Except you missed something very important: in order to do that, you have to introduce fictitious entities. And as soon as you do that you start getting in philosophical trouble: how do you justify the existence of those fictitious entities? There is no clear answer to that question, and the usual procedure is to claim that their effects imply their existence. It works for electrons the same way it works for ghosts - you can't see them but they must be there, otherwise how to explain the observables?

Okay, let's take 'fictitious' entities. For example, at one time it was a speculative theory that there might be such a thing as molecules. Now, with the advent of transmission electron microscopes (TEMs) and other kinds of microscopes, we can actually 'see' molecules. Or, when planet Pluto was a speculative entity, but now we have telescopes such as the Hubble that can take very good photos of the planetoid. Granted, no one has actually seen molecules or Pluto up close, so they are still very 'theoretical', but who in their right mind would deny their existence as being as justified as anything that we can see with our eyes? What in your mind justifies in something being real versus fictitious? Does a TEM image/photograph meet your expectations?

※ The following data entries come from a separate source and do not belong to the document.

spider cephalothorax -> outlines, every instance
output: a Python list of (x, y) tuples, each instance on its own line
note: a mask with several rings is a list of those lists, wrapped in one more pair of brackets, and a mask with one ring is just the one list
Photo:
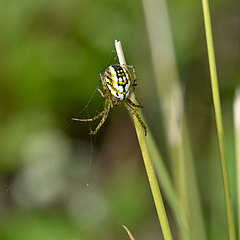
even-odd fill
[[(133, 78), (131, 77), (128, 68), (132, 69)], [(129, 99), (131, 93), (137, 86), (135, 68), (130, 65), (113, 64), (104, 71), (104, 74), (101, 72), (100, 77), (104, 92), (102, 92), (100, 88), (98, 88), (98, 91), (101, 96), (106, 99), (104, 110), (93, 118), (73, 118), (73, 120), (91, 122), (102, 116), (102, 119), (97, 125), (96, 129), (90, 132), (90, 134), (95, 135), (107, 119), (110, 108), (119, 106), (121, 103), (123, 103), (125, 107), (137, 117), (146, 134), (146, 126), (135, 110), (135, 108), (142, 108), (142, 106), (140, 104), (133, 103)]]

The problem you can't deal with, at least according to my criteria, is why you accept the existence of electrons but reject the existence of ghosts, when the reasoning behind both is exactly the same. You believe in electrons, which are things nobody ever saw, but don't believe in ghosts, which are seen by the millions. So how come you charge me with anti-realism, when in my perspective you are the one denying the impressions of our senses? I'm actually a hyper-realist, I believe everything I see and believe nothing I don't.

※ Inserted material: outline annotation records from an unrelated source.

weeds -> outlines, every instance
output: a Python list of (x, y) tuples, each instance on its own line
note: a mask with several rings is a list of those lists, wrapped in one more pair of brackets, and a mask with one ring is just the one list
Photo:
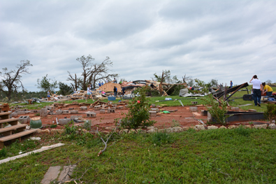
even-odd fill
[(151, 139), (152, 143), (154, 146), (160, 146), (164, 144), (174, 142), (171, 134), (165, 132), (155, 132), (150, 137)]
[(91, 120), (86, 120), (83, 124), (83, 128), (86, 130), (90, 130), (91, 126), (92, 126), (92, 124), (91, 123)]
[[(209, 110), (210, 113), (212, 115), (216, 122), (220, 125), (225, 125), (226, 124), (226, 120), (231, 115), (226, 115), (227, 113), (227, 102), (222, 101), (221, 106), (215, 101), (212, 96), (208, 96), (206, 98), (203, 99), (203, 101), (206, 101), (207, 104), (211, 107), (207, 107)], [(215, 122), (209, 122), (209, 124), (215, 124)]]
[(57, 127), (57, 125), (52, 125), (50, 127), (50, 128), (56, 128)]
[(240, 126), (238, 128), (234, 129), (233, 132), (237, 134), (249, 136), (251, 133), (251, 130), (249, 129), (245, 129), (244, 126)]
[(145, 97), (145, 89), (142, 87), (138, 91), (140, 96), (136, 97), (132, 101), (129, 101), (129, 112), (122, 120), (122, 126), (124, 128), (136, 129), (139, 126), (150, 126), (155, 122), (149, 120), (150, 105)]
[(171, 127), (179, 127), (180, 125), (179, 124), (179, 121), (173, 119), (172, 122), (170, 122)]
[(8, 154), (7, 154), (7, 150), (3, 148), (3, 149), (1, 149), (0, 150), (0, 159), (1, 159), (2, 157), (7, 157)]
[(263, 115), (270, 123), (273, 120), (276, 120), (276, 106), (274, 104), (268, 104), (266, 111), (263, 113)]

So, if I put you in a desert and you saw water in the distance, does that mean that you believe what you see is water? On the other hand, you don't believe the images of an electron microscope are real objects?

The ghost sightings is a non sequitur. The reason for denying ghosts as scientific objects is because the results are not scientifically based. Science results must be reproduced or shown to be demonstrated without forgery or error and consistent with the observed facts. None of that applies when talking about ghosts and such.

Scientific antirealism is the belief that science does not uncover facts about the world as it actually is. This is your argument, so you seem to be an antirealist.

Convention! The reason my neighbour gets home the same time I do has nothing to do with the universe, and everything to do with ourselves. Think about this for a minute: what is the real reason two people get in a certain place at the same time? Is it because there's a universal law which commands them to do it, a law so absolute they can't possibly have any other option? Or is it because they agreed to a common standard of time, which is ultimately arbitrary?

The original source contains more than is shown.